National costumes

National costume of France

National costume of France
Content
  1. A bit of history
  2. Mens clothing
  3. Womens clothing
  4. Baby suit
  5. The French Revolution
  6. National costume of France in the 21st century
  7. Baroque costume

A bit of history

The first prerequisites for the French national costume appeared in the 17th century. French peasants made their clothes from canvas, wool, cloth using cotton thread. During the years of the end of the French Revolution, festive versions of national costumes began to appear.

In each province, costumes were created with their own characteristics:

  • Breton - bodices, lace and fitted bodices.
  • Flemish - check shawl decorated with fringe.
  • Catalonia - mangots (openwork arm ruffles) and bright colors.

The shoes were the same for all women and men. It was a wooden clog. It should be noted that to this day, wooden clogs are worn in the French countryside for work.

Mens clothing

Until the 18th century, French men in the provinces wore a regular shirt, which was replaced by an elongated wide blouse made of the same canvas as its predecessor. It was fashionable to wear such blouses over a jacket.

If before the revolution this version of attire was considered festive, then after its end, urban artisans and workers began to dress this way. The bourgeois preferred a coat to a jacket.

Popular blouses began to be worn by shepherds, who wore a woolen cape or a cloak made of goat skins over it. It must be said that some artists still prefer this style.

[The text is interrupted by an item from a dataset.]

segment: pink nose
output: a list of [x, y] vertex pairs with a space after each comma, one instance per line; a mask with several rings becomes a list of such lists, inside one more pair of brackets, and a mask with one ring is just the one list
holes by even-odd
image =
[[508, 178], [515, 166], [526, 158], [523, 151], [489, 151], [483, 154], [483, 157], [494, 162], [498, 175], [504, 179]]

And by the beginning of the 19th century, knee-length pants in combination with leggings or stockings tied under the knees came into fashion among French peasants. They relied on a shirt, vest, jacket and neckerchief.Then, closer to the middle of the century, men's fashion diversified with tight long pants.

Has undergone transformation and shirt collar. Fold-over cuffs and collar, tightened with a ribbon, are replaced with buttons, and the top of the shirt was covered with a scarf.

The vest was closed with two rows of buttons. This whole structure was secured by a shortened jacket, sometimes lengthened at the back.

In the 18th century, a cocked hat was the headdress of every peasant, and at the end of the 19th century, older men began to wear it. Over time, the cocked hat was replaced by a hat with round brims.

For the manufacture of the winter version of the hat, felt was used, for the summer version, straw.

In the coastal provinces, peasants wore a cap of six decorated with a pompom.

Womens clothing

The women's national costume was much simpler. It consisted of a wide skirt decorated with frills or pleats and a sweater. All this was complemented by an apron and a scarf, which was tied on the shoulders.

The head was decorated with a cap. It was considered a home option, and a hat or scarf was worn on it to leave the house.

The status of a person was determined by the color palette. The peasants sewed their clothes from gray, brown, white materials. The bourgeois were distinguished by blue, red or lilac clothes. And sometimes black.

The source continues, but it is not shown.